Use Agile to Manage Uncertainty
Agile is particularly good for managing projects where you have significant uncertainty about what you want to build and how you plan to build it. It can help you cut time-to-market and costs while increasing customer satisfaction.
Here’s an example. Imagine you want to enter the market with an analytics product that provides your customers with insight into patterns and trends within their employee population. You have various sources of data available (payroll, performance management, organization structure, industry pay ranges, state and region demographics) and a general idea of the things your potential customers might be interested in learning. This is a perfect project for Agile.
Why?
Agile is an iterative process. You build a little, you show results, and you use that feedback to guide what you build next. Your potential customers probably have some general ideas of what they would like to see, but won’t really know until they get their hands on a system they can play with. It would be pointless to try to get all of the requirements right up-front, because your potential customers won’t be fully able to articulate what “right” is until they see something. Much of the time you’d spend putting together a comprehensive requirements document would be wasted, since the requirements will change significantly as the project progresses.
Similarly, trying to fully understand the architecture and data requirements up front is also going to be difficult. You certainly will have some idea of what data you’ll want and how you’ll want to structure it, but you will probably have to evolve this architecture as the business requirements evolve.
You would be less likely to choose Agile for a project where you were performing a set of tasks very similar to one you have done in the past.
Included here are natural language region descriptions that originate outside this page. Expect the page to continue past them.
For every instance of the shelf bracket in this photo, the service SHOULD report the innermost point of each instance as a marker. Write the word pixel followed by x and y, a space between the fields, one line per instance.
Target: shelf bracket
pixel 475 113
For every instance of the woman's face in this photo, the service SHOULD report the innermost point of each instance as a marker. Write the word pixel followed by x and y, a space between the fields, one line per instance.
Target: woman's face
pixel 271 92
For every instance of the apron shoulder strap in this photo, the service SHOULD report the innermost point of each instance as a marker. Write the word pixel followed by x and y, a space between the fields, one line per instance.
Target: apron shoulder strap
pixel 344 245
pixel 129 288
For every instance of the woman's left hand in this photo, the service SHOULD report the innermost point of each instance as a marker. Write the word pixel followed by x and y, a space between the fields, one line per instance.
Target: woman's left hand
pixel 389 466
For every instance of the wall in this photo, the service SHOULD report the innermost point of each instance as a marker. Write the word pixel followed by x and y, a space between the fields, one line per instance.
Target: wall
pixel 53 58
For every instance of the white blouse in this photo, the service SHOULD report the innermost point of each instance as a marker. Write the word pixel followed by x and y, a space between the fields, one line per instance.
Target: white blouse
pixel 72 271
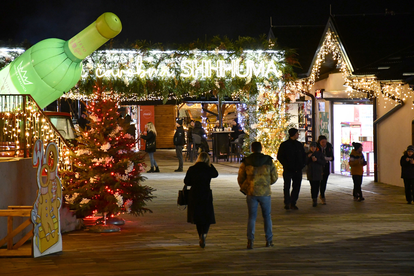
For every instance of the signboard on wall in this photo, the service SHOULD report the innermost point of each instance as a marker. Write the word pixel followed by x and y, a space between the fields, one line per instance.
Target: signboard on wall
pixel 324 124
For example, if you have call centers in five locations, and you are adding a sixth, it probably makes sense to update the project plan you’ve used for the other call center build-outs. You have a really good idea of the requirements up front and how to execute against those requirements. Limited iteration is needed.
If you have a project where you have significant uncertainty about what you are building and how you are building it, Agile is likely the right way to go. Using a waterfall approach on these types of projects will typically lead to excessive effort defining up-front requirements, significant rework, decreased customer satisfaction, higher costs, longer time to market, and decreased sales (if it doesn’t do what the customers need, they won’t buy it).
I want to thank Ken Schwaber for providing me with the core idea for this post in his ScrumMaster course.